An old school hybrid anesthetist / circulating nurse was sometimes called into duty on late day or  emergency call cases when there was a shortage of personnel. I am certain this would not be tolerated in today's regulated health care world with all the electronic monitoring devices behind that ether screen, but with a BP cuff and precordial stethoscope these were much simpler times. Once a case was under way the anesthetist would call the circulator over and ask for coverage while he attended to an induction in another room. Once surgery was underway he would scamper back to the original room. This did not happen often and once a sleepy resident was aroused to cover it was back to business as usual.

I was scrubbed once with a novice circulator who seemed anxious about her newly found role as an anesthetist. The attending anesthesia doc ran out of the room for an emergency, but offered succinct instructions for the newbie anesthetist: "Every time you take a breath squeeze that big black bag."

I know nothing of laproscopic surgery, but this discipline seems fond of multifunction devices. I recall a few years back, Olympus announced the Thunderbeat a  combination ultrasonic tissue cutting tool and bipolar cautery. Maybe something was lost in the English translation, but I would be plenty nervous if someone wanted to insert a device named Thunderbeat near my spleen or pancreas.

It does seem like a good idea and in retrospect, I wonder why someone never came up with a dual purpose Metzenbaum dissecting scissor and bipolar cautery. It could be named the "Smokeysnips." If someone could figure out how to add a smoke evacuator to this instrument it could serve several needs; a cutting device, a cauterizing device, and a smoke evacuator.

Here is another 3 in 1 device. We used our trusty Mayo scissors to snap the metal band off multidose vials so the contents could be poured into color coded medicine cups on the scrub nurse's Mayo stand. Unfortunately this really dulled a good pair of sharps so a dedicated multidose vial remover would have great utility.

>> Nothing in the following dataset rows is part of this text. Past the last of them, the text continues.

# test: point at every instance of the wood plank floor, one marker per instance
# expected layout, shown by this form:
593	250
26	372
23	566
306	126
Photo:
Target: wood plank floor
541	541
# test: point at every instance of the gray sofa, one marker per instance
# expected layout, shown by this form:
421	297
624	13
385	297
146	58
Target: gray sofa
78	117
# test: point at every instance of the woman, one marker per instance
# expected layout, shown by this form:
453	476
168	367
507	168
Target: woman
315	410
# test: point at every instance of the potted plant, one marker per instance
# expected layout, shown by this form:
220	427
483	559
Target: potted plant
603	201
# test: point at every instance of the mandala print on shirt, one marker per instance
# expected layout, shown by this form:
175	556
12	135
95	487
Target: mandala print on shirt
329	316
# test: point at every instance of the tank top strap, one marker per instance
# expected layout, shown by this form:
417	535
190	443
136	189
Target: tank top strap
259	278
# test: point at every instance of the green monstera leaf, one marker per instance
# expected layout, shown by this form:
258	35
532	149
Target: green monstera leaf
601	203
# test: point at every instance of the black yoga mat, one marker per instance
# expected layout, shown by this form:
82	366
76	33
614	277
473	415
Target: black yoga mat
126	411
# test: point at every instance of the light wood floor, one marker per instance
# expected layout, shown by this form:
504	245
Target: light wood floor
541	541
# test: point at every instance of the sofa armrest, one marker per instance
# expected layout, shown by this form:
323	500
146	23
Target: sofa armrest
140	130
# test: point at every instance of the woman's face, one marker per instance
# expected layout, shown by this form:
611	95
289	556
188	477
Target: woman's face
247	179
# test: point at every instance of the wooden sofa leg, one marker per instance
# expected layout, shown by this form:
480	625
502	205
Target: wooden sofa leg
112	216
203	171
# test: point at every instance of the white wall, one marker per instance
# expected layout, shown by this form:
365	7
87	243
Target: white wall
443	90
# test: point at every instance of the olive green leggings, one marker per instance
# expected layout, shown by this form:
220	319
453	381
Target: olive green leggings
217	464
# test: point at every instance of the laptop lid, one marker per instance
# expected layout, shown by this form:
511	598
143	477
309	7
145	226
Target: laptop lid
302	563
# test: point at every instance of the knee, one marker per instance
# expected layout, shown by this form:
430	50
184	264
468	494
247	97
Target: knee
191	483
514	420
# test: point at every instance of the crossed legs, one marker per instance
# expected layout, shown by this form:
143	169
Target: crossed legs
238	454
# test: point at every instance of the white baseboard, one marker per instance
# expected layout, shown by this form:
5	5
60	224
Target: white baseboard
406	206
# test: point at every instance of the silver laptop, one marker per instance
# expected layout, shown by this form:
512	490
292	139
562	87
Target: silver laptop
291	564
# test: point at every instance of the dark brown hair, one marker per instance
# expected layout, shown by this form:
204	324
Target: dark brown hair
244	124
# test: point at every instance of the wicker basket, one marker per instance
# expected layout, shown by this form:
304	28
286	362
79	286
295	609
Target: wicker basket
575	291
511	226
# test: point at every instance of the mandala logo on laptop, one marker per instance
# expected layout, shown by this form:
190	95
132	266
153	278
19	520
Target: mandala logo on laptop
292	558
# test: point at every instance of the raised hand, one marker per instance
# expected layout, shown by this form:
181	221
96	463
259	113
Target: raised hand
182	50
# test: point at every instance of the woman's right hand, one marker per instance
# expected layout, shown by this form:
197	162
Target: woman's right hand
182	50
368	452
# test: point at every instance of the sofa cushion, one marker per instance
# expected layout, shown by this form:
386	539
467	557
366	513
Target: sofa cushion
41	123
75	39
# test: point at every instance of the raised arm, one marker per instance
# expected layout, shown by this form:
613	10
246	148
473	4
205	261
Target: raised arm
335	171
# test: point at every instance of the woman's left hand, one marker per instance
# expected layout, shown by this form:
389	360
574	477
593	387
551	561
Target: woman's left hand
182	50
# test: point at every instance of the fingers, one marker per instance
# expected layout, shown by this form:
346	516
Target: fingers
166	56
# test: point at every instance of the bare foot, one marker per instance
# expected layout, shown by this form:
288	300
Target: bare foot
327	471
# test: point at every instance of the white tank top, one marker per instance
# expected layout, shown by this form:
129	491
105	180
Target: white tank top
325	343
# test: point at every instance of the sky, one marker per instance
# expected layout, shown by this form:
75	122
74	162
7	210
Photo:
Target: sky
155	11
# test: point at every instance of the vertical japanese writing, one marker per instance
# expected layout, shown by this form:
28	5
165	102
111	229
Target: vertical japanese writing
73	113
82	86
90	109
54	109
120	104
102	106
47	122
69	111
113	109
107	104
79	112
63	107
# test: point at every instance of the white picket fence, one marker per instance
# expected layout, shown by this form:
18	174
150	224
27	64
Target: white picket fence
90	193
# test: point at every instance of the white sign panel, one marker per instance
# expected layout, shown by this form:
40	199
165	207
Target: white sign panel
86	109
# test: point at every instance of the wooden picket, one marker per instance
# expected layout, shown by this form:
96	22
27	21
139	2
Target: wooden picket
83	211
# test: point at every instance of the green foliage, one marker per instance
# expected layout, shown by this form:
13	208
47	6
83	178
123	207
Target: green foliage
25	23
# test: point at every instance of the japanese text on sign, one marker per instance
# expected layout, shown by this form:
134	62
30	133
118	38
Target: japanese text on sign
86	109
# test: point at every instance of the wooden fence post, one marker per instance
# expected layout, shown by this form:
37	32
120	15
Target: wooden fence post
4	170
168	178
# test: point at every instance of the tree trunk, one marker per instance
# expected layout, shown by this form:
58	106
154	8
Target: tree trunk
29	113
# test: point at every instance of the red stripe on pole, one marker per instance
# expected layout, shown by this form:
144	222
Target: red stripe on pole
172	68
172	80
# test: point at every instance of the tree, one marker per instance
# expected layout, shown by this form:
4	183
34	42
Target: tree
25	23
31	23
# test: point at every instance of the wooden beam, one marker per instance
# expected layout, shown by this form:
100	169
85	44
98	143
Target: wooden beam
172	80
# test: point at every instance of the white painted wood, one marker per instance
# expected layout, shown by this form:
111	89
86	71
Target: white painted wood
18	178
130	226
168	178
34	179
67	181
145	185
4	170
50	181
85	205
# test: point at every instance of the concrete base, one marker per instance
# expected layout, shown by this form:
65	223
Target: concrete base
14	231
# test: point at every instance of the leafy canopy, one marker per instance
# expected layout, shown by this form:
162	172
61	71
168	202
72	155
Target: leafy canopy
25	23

Since our ORs were on the 7th floor, the windows lacked screens. Occasionally a Chuck Yeager of the insect world would make his entrance to the OR. We did have flyswatters, but you could never find one when you needed one. Combine a multidose vial opener and a flyswatter with perhaps an Oxygen tank wrench and Presto, a multi function instrument of unprecedented value.

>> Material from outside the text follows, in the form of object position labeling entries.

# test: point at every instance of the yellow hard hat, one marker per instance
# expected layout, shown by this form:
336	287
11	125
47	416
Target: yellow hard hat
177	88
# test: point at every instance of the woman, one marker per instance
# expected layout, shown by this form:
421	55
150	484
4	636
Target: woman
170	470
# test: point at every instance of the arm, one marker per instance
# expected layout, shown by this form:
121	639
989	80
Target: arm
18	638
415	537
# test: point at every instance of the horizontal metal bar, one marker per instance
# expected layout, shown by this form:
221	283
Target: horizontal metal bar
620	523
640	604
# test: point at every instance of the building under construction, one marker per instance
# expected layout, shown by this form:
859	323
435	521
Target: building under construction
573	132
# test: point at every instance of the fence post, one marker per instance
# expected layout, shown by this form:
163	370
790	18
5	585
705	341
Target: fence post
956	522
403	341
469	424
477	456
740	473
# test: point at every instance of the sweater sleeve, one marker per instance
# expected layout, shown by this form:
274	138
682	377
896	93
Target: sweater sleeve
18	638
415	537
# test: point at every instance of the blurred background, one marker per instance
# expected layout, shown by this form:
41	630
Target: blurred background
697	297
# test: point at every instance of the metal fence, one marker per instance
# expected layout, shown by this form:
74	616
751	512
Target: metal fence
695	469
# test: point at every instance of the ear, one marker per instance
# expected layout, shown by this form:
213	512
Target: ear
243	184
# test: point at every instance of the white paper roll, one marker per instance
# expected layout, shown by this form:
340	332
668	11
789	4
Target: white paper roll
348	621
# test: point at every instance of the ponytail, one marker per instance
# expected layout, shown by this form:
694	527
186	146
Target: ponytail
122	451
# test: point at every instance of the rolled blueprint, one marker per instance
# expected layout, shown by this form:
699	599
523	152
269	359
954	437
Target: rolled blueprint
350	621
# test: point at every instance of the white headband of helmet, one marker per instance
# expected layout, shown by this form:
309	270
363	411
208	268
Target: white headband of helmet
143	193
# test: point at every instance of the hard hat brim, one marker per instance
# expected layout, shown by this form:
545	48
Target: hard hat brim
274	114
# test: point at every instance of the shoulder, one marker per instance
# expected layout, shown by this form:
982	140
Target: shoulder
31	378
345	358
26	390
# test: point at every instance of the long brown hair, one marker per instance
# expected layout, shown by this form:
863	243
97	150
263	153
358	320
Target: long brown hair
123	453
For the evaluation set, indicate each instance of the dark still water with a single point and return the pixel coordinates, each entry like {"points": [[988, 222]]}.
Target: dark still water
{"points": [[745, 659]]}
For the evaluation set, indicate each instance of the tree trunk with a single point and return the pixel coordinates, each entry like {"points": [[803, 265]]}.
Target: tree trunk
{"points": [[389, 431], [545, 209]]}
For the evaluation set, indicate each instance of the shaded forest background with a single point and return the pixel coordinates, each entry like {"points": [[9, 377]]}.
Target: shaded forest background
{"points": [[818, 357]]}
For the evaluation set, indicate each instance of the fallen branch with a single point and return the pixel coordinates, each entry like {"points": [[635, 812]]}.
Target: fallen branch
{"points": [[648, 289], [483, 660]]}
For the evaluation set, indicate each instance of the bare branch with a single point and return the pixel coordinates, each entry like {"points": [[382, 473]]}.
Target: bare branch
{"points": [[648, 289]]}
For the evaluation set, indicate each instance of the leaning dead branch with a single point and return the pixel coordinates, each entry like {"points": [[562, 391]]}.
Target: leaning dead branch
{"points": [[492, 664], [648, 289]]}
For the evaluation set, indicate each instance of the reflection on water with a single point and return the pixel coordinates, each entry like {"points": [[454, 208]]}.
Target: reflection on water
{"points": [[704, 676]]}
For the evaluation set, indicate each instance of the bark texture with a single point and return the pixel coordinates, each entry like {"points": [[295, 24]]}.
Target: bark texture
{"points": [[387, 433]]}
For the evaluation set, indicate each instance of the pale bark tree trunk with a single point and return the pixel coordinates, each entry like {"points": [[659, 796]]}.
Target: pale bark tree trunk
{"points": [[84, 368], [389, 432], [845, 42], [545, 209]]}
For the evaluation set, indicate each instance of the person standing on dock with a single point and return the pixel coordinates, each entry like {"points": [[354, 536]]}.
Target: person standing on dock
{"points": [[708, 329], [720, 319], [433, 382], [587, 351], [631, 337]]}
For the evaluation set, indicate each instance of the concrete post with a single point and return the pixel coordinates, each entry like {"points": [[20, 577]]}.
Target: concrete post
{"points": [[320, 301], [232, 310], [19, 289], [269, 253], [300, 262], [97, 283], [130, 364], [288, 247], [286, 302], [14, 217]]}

I'm saving the best for last. After a long case the first thing I loved to do was tear off my mask without untying it. That ripping noise of the attachment strings separating from the mask was down right satisfying. Next on the agenda was a quick eyeglass clean up. Blood, prep solution, bone chip residue and unidentified material had an affinity for eyeglasses. If an enterprising mask supplier could add a strip of microfiber to the part of the mask, it could be used to clean eyeglasses post ripping off shenanigans. I really could have used something like that.

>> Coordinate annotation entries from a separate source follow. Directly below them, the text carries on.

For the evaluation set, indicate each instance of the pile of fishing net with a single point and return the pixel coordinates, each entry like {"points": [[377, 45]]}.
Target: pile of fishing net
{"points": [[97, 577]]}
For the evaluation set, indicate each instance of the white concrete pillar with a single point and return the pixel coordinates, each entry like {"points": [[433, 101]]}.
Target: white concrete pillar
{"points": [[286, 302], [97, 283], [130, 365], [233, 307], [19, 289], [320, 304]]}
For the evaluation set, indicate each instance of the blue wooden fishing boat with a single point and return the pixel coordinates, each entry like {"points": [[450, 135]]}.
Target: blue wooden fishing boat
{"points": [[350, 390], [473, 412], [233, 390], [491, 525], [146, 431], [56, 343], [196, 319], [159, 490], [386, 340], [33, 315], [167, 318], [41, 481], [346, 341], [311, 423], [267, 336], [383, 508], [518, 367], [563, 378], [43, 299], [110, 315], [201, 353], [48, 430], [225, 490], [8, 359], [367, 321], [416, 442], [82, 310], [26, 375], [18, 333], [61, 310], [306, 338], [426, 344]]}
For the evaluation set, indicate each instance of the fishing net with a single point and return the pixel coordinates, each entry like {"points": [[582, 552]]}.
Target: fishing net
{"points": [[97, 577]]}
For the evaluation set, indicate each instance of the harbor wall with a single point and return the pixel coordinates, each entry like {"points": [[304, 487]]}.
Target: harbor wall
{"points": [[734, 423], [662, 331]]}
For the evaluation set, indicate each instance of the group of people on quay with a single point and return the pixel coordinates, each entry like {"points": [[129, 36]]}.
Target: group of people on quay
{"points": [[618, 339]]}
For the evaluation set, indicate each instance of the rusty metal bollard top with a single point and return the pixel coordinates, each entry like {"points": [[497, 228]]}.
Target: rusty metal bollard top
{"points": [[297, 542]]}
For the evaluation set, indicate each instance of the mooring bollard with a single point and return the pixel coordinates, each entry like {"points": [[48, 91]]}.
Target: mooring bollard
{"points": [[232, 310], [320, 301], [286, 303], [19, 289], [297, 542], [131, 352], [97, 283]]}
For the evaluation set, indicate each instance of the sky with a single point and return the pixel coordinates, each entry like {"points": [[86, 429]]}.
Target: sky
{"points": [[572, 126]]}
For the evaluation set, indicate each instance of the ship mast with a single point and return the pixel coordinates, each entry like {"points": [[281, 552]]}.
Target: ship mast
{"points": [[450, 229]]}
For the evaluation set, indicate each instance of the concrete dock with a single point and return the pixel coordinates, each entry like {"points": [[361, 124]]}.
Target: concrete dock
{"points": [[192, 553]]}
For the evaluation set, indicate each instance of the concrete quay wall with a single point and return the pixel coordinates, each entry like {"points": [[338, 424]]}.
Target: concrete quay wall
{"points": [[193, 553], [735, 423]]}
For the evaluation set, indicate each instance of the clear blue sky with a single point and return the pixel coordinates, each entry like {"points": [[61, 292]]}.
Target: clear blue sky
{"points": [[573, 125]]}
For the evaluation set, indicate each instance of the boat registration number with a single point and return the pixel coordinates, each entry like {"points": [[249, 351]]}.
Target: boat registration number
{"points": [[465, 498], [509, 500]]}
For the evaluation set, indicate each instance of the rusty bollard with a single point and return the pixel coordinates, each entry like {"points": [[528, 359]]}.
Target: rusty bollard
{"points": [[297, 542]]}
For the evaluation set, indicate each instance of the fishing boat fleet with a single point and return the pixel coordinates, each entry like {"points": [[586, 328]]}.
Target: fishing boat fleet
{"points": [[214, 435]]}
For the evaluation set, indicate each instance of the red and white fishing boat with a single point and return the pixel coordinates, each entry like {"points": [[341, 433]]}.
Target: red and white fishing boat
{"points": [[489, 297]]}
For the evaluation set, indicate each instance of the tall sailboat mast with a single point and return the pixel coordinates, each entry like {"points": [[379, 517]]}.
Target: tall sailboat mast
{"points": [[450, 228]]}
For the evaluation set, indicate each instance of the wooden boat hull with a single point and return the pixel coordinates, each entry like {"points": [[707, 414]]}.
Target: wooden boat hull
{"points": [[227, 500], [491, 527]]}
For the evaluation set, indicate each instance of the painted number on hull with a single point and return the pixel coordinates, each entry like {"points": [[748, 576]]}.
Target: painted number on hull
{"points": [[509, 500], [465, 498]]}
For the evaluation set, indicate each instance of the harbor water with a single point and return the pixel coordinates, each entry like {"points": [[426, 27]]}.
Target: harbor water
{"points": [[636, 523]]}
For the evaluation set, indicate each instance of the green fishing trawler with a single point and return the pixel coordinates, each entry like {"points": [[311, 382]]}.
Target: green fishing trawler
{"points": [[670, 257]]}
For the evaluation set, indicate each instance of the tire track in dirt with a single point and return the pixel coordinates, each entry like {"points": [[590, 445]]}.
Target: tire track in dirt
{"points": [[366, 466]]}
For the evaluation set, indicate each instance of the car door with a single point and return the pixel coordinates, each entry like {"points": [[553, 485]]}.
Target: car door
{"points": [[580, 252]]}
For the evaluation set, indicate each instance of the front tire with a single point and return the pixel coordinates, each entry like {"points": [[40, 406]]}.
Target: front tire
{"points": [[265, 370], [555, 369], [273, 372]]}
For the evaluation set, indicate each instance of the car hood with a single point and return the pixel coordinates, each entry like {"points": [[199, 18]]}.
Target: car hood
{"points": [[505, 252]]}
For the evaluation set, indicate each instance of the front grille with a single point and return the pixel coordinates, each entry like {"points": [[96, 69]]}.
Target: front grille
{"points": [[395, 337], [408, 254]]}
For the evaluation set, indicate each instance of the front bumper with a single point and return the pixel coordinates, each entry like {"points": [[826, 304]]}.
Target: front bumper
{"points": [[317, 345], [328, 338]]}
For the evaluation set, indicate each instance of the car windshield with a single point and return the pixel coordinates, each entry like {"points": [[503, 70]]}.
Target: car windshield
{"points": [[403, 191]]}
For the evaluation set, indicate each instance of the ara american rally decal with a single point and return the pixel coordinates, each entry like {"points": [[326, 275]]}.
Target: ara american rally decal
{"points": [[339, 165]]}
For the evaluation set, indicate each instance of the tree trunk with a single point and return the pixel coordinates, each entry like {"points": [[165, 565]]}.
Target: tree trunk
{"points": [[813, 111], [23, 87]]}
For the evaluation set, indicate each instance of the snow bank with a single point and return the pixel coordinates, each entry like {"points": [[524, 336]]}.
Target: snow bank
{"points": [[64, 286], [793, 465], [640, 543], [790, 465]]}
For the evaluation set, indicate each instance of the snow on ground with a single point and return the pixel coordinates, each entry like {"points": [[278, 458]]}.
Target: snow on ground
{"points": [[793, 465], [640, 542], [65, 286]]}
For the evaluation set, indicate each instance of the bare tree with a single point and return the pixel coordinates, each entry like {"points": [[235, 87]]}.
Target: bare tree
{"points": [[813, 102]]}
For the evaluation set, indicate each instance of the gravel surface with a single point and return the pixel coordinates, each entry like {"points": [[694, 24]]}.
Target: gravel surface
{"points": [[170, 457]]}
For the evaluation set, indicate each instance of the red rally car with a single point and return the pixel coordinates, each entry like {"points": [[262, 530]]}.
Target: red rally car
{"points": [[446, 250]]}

  1. If you mean removing the metal caps off of vials, they do have vial cap removers now...

  2. We used to pop open multi dose vials with a St. Mayo scissors by opening them half way and placing one blade on the vial top and the other just under the metal retaining band. Quickly swing the scissors straight up and VIOLA an open vial just waiting to be poured into a medicine cup on the Mayo stand. This old school trick did little to maintain a sharp pair of scissors.

    The medicine cups had colored coded bands and red was always for any local anesthetic with epinephrine and green was always plain local anesthetic such as Lidocaine. We had a rule: never put anything in a glass medicine cup on the Mayo stand that could not be injected into the patient.

    I have heard horror stories of mistakes injecting toxic substances like formaldhyde with Mayo stand mixups. Thankfully I have never witnessed such a catastrophe.

    It would be a stroke of genius if someone could combine a dedicated vial cap remover, oxygen wrench, and flyswatter all in one handy-dandy tool. Thanks, moontoad for your comment.